No politician who touches dares to touch entitlements comes out unscathed. Well, unless you’re Frank Underwood, who helped tackle the issue in House of Cards. But that’s fiction. This is reality, and it’s a reality that Sen. Kay Hagan (D-NC) is learning the hard way.
Hagan, who is facing an increasingly difficult battle for reelection, is a signer on a letter to the Centers for Medicare and Medicaid Services (CMS) that expresses concern about Medicare Advantage rate hikes for 2015.
“We write to raise serious concerns about the Medicare Advantage (MA) 2015 rate notice and the impact further cuts may have on the millions of individuals enrolled in the program,” says the letter signed by nearly two dozen senators, according to The Hill.
“We are strongly committed to preserving the high quality health plan choices and benefits that our constituents receive through the MA program,” the letter continues. “Given the impact that payment policies could have on our constituents, we ask that you prioritize beneficiaries’ experience and minimize disruption in maintaining payment levels for 2015.”
Medicare Advantage rates are rising to offset $200 billions in cuts to the program to help pay for Obamacare. Rates for seniors could rise between $420 and $900 in 2015, according to America’s Health Insurance Plans. Other signers to the letter include Sens. Mary Landrieu (D-LA) and Mark Pryor (D-AR), both of whom are vulnerable Democrats up for reelection this year.

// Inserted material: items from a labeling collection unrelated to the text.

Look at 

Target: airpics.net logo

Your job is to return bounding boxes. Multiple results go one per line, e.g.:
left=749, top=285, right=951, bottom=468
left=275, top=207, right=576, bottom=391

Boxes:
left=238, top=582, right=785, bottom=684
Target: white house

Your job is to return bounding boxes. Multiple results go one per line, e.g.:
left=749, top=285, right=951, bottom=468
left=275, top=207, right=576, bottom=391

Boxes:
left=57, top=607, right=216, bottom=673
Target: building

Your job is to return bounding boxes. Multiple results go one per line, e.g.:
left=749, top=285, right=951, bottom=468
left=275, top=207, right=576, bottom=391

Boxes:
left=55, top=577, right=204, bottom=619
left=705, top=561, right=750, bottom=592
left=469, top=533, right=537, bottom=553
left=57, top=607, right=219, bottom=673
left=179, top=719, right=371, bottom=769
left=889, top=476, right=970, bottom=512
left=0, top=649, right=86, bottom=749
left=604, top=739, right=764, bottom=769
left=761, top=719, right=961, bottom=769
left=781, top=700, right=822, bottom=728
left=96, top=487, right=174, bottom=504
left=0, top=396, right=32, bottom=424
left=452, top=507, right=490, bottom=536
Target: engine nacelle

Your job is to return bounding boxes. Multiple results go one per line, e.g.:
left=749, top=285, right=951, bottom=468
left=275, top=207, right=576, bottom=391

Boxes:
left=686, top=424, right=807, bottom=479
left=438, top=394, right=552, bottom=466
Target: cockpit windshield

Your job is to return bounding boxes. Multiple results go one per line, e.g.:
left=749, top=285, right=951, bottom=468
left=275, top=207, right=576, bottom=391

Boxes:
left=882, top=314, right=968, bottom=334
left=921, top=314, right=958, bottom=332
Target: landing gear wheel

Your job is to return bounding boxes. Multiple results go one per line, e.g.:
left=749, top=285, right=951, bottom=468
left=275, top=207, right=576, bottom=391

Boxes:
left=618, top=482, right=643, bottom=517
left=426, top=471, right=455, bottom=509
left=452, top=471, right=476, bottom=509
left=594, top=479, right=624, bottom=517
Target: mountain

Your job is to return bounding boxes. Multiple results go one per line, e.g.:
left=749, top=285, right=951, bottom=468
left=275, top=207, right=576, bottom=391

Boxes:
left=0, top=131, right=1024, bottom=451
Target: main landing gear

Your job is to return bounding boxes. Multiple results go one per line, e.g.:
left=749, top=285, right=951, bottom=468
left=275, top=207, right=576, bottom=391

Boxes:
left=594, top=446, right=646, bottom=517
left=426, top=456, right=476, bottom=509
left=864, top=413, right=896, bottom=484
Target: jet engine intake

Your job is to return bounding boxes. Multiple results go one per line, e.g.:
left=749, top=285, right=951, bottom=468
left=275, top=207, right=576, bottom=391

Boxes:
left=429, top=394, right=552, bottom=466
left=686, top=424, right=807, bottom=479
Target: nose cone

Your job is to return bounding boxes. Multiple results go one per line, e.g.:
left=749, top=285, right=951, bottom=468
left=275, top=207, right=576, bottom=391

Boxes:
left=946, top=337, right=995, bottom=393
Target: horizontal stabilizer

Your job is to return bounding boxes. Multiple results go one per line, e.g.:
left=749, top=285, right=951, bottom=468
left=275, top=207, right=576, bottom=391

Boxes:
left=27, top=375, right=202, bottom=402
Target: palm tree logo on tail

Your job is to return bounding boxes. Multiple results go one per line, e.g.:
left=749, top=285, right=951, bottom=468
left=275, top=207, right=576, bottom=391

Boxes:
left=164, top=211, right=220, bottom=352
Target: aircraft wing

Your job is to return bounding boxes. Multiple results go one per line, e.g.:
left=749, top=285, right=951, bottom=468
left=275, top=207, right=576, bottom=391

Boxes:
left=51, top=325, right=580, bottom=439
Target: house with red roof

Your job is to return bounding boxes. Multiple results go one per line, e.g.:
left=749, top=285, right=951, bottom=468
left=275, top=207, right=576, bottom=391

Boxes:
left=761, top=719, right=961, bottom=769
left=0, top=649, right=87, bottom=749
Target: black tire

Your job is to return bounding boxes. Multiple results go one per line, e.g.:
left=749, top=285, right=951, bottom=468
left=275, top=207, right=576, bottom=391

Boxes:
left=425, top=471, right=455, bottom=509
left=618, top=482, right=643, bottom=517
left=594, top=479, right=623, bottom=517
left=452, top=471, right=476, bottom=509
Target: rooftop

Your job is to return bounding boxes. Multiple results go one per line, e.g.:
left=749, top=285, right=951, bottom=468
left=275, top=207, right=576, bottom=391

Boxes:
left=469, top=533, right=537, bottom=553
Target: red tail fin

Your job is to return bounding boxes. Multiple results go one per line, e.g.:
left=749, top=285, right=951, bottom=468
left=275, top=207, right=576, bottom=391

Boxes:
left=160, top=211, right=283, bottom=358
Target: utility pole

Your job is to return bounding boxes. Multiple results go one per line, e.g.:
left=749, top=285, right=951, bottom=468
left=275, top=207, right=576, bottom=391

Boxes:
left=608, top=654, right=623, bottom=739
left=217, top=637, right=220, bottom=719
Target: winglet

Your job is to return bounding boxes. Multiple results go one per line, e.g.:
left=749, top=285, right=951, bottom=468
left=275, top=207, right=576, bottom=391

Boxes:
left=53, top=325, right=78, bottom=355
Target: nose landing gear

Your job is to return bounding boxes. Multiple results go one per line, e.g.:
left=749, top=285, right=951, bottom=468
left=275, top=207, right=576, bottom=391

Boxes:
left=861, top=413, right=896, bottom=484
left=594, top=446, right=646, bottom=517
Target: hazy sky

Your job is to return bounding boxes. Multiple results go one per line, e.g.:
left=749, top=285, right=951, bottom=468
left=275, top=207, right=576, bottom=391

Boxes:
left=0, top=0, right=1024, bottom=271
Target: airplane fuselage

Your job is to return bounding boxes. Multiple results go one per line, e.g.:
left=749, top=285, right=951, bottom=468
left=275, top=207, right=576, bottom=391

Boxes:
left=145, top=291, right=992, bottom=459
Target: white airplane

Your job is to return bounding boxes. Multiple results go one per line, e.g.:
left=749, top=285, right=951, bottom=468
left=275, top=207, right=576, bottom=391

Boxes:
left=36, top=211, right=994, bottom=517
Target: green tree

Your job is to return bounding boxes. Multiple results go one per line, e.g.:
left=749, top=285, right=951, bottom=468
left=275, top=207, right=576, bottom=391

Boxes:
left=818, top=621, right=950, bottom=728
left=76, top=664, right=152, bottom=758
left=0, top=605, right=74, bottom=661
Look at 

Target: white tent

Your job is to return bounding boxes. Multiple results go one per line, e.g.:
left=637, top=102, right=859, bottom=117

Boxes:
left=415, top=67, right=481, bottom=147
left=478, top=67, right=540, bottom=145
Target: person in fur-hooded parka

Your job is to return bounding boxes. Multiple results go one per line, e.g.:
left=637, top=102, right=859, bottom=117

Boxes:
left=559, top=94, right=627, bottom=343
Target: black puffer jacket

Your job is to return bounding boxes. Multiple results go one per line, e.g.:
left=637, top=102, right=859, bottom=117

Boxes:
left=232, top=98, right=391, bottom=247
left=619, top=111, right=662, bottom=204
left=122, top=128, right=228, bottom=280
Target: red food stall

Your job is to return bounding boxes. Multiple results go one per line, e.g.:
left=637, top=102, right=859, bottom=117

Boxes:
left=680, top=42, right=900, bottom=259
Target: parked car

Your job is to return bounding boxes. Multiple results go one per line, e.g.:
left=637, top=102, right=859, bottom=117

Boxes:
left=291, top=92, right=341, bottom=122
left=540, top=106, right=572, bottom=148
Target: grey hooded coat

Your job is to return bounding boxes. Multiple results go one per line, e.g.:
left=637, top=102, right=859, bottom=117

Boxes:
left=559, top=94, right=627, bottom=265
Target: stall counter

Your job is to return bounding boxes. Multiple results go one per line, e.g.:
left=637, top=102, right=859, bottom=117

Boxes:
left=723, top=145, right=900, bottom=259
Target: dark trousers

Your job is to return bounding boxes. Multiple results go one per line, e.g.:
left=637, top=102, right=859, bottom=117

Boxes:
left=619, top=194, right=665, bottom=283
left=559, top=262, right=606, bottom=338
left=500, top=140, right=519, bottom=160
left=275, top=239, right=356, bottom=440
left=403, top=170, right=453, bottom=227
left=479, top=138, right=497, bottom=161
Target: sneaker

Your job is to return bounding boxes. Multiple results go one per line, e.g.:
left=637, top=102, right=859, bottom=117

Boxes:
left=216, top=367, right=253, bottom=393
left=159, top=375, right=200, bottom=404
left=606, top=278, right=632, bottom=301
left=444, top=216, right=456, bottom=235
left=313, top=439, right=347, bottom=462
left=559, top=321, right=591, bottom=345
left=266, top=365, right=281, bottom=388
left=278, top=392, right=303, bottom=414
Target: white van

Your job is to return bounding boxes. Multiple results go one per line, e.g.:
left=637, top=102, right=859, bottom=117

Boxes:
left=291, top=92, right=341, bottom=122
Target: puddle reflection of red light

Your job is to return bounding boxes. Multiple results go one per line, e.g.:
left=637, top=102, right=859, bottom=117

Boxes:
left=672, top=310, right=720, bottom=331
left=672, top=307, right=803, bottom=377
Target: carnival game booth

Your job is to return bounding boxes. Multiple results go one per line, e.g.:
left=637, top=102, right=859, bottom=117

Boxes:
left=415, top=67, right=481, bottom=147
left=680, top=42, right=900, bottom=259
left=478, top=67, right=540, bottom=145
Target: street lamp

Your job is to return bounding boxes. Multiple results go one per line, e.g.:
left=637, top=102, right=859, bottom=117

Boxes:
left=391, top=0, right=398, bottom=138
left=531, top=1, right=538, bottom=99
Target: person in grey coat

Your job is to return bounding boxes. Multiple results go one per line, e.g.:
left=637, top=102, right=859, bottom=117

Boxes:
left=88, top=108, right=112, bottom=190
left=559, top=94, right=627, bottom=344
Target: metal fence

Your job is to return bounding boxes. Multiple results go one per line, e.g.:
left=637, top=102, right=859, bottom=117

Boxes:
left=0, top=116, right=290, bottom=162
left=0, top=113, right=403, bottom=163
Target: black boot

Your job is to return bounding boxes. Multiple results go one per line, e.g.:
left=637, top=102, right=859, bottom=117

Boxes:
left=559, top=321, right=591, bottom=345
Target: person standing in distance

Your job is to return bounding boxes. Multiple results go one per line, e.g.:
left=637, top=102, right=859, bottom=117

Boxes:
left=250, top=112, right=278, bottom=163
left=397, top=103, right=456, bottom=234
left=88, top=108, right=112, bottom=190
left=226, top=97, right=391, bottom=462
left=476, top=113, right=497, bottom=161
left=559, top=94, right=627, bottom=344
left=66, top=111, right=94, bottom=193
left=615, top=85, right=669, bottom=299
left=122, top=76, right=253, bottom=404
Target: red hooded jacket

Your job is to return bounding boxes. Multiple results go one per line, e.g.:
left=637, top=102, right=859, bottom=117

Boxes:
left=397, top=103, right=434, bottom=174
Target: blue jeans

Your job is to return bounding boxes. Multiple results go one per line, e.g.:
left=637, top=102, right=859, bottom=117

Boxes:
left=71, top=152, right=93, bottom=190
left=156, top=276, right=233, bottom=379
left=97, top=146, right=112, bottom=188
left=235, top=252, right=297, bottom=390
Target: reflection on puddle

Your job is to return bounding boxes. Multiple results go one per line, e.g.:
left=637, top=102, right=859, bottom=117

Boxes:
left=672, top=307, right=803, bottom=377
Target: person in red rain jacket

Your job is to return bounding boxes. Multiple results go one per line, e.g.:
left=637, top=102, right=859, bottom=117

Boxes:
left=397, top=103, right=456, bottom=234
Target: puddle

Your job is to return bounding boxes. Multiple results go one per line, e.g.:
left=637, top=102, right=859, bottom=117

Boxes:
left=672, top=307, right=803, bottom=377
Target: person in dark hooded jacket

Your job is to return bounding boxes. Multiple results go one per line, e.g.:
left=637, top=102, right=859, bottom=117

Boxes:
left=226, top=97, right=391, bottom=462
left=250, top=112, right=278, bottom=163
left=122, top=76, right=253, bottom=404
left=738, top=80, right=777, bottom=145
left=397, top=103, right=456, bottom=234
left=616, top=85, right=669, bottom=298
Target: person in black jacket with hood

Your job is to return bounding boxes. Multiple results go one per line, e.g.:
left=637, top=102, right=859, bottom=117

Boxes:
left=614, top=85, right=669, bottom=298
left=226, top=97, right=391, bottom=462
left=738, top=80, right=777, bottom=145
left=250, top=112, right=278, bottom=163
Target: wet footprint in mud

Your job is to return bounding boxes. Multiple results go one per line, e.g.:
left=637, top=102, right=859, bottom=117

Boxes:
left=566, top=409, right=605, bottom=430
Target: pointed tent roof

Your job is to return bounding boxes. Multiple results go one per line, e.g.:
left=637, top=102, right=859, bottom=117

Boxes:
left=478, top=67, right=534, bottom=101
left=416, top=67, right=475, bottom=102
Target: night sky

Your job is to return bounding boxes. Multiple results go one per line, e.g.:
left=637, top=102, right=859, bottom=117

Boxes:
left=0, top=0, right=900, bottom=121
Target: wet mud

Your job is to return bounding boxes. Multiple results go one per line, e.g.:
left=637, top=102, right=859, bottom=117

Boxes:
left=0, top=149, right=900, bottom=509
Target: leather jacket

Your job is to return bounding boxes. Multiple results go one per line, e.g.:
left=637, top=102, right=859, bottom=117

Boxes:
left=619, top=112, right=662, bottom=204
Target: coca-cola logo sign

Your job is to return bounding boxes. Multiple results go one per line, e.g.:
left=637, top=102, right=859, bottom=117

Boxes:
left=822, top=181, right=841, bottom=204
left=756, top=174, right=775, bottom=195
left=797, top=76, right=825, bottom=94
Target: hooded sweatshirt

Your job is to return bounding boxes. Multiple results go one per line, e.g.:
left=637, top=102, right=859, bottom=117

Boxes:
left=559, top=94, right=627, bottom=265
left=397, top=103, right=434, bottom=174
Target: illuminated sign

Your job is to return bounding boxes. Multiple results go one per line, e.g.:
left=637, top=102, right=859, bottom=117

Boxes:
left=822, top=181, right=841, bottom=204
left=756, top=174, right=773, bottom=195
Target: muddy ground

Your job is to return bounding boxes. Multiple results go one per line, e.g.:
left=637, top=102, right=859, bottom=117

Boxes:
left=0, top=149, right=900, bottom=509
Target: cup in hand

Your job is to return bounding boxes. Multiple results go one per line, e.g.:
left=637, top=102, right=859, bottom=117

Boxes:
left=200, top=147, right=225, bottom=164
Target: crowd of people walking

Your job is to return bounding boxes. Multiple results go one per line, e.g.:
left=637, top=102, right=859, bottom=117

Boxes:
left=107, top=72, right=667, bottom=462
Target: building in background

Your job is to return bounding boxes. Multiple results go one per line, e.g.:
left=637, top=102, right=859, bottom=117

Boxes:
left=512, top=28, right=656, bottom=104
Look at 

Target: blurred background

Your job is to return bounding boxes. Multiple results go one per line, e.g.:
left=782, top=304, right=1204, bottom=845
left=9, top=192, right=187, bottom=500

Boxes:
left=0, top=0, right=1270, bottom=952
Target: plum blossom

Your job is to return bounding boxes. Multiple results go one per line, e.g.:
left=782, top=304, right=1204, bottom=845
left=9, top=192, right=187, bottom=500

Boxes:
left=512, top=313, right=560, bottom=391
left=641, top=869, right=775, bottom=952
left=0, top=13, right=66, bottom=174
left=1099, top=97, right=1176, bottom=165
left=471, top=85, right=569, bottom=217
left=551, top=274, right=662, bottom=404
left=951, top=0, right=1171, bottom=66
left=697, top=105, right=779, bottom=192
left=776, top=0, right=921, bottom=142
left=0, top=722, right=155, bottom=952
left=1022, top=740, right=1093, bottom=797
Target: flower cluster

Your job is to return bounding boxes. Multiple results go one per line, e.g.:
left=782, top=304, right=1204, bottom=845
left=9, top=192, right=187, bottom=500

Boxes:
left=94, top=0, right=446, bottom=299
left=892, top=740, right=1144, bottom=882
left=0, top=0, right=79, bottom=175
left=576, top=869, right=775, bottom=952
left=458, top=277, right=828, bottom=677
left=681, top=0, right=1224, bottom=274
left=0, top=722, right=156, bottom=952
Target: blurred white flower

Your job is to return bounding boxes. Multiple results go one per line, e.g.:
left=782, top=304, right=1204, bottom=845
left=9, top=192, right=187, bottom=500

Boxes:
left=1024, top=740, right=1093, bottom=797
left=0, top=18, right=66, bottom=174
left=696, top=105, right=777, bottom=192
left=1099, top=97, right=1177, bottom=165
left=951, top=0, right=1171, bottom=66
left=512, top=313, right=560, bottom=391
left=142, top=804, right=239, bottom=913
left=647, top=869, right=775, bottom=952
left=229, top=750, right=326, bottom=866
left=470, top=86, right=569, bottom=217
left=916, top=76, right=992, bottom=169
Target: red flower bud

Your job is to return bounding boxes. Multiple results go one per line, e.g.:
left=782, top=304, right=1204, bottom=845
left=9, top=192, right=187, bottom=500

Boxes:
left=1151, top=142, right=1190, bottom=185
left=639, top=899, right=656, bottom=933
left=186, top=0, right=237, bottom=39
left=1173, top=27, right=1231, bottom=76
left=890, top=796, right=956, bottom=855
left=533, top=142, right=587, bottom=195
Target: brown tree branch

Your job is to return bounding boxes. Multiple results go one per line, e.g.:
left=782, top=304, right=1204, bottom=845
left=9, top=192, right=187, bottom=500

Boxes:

Hagan not only voted for Obamacare in 2009, but she, along with Landrieu and Pryor, also voted in 2010 to block an attempt by Senate Republicans to protect the Medicare Advantage program. This, despite Hagan’s “guarantee” that there wouldn’t be cuts to Medicare.
Now, there’s no denying that Medicare has to be reformed in order to ensure its long-term viability, and it has to be done in a way that’s both patient-centered and doesn’t hurt the economy. But Medicare Advantage actually works, and its plans are less expensive and more efficient than traditional, government-run options.
Hagan’s sudden realization that cuts to the Medicare Advantage are bad news has less to do with looking out for the thousands of her constituents who rely on the program, and more to do with trying to save her political career.